El impacto ambiental de la pesca ilegal
Más allá de lo administrativo, este tipo de casos tienen implicancias profundas en términos de sostenibilidad marina. La merluza es una de las especies más comercializadas en Sudamérica, y la presión sobre sus bancos naturales ha generado en los últimos años una creciente preocupación entre biólogos y organismos internacionales. Las prácticas de pesca ilegal no solo afectan los ecosistemas, sino que también perjudican a los pescadores que operan dentro del marco legal.
Chile ha sido uno de los países que más activamente ha buscado combatir la pesca ilegal a través de normativas como la Ley General de Pesca y Acuicultura, que establece requisitos estrictos para la importación de recursos hidrobiológicos. La aplicación de multas ejemplares, como la que se propone en este caso, es parte de la estrategia para disuadir posibles infracciones y proteger el patrimonio marítimo del país.
Para Cencosud, una de las compañías más relevantes del retail en América Latina, este episodio representa un llamado de atención. Incluso si el error fue involuntario, evidencia la necesidad de reforzar los mecanismos de verificación internos, especialmente en lo que respecta a regulaciones ambientales y sanitarias.
La situación también debería ser aprovechada por el propio Estado chileno para revisar sus protocolos de control aduanero. En un contexto global donde las barreras sanitarias y ecológicas están cobrando cada vez mayor protagonismo, resulta esencial contar con sistemas que permitan detectar irregularidades de manera más rápida y efectiva, sin depender exclusivamente de fiscalizaciones puntuales.

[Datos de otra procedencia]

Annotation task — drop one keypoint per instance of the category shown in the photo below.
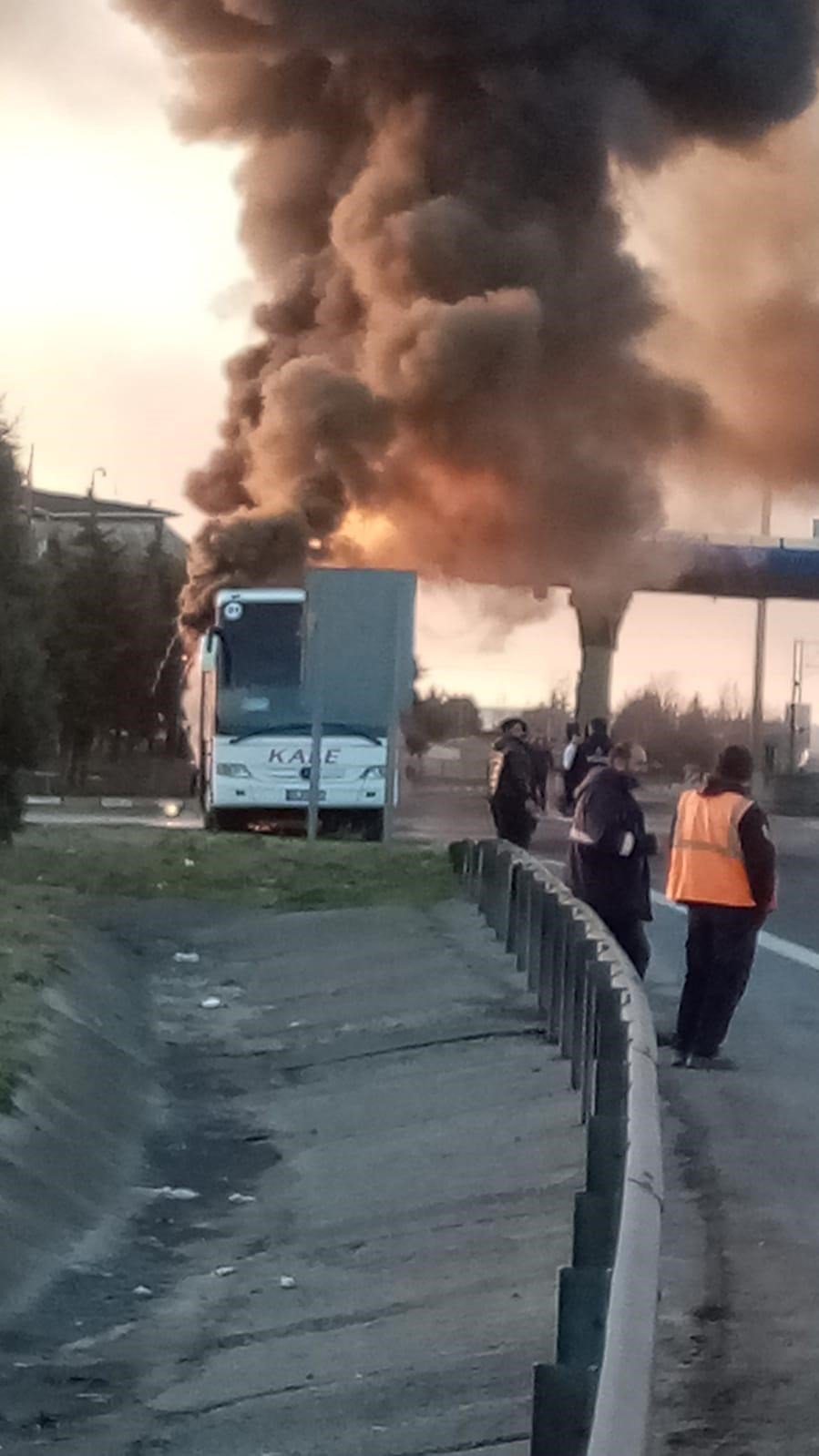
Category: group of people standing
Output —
(722, 864)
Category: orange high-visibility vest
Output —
(706, 860)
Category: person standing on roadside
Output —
(541, 769)
(608, 855)
(723, 868)
(512, 784)
(593, 751)
(570, 768)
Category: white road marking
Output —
(789, 950)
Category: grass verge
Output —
(50, 870)
(252, 870)
(32, 933)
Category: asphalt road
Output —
(738, 1369)
(738, 1361)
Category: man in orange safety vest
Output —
(723, 868)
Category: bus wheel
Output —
(374, 824)
(218, 820)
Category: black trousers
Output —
(513, 821)
(631, 938)
(719, 954)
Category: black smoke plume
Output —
(447, 372)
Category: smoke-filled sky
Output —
(468, 328)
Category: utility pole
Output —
(97, 469)
(758, 700)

Transparencia como estrategia empresarial
Este incidente llega en un momento en que los consumidores están cada vez más atentos al origen y trazabilidad de los productos que consumen. La transparencia en las cadenas de suministro ya no es una opción, sino una exigencia del mercado. Para una empresa con fuerte presencia en el rubro alimentario como Cencosud, una política robusta de cumplimiento normativo no solo evita sanciones, sino que puede convertirse en un diferencial competitivo.
Vea también: Argentina y su nueva estrategia cambiaria: ¿Beneficia a Uruguay y vecinos?
El caso de la merluza importada desde Argentina es una alerta para todo el ecosistema empresarial. La sostenibilidad, la legalidad y el respeto por las normativas no son asuntos periféricos, sino parte integral de la operativa de cualquier firma que aspire a liderar en mercados cada vez más exigentes.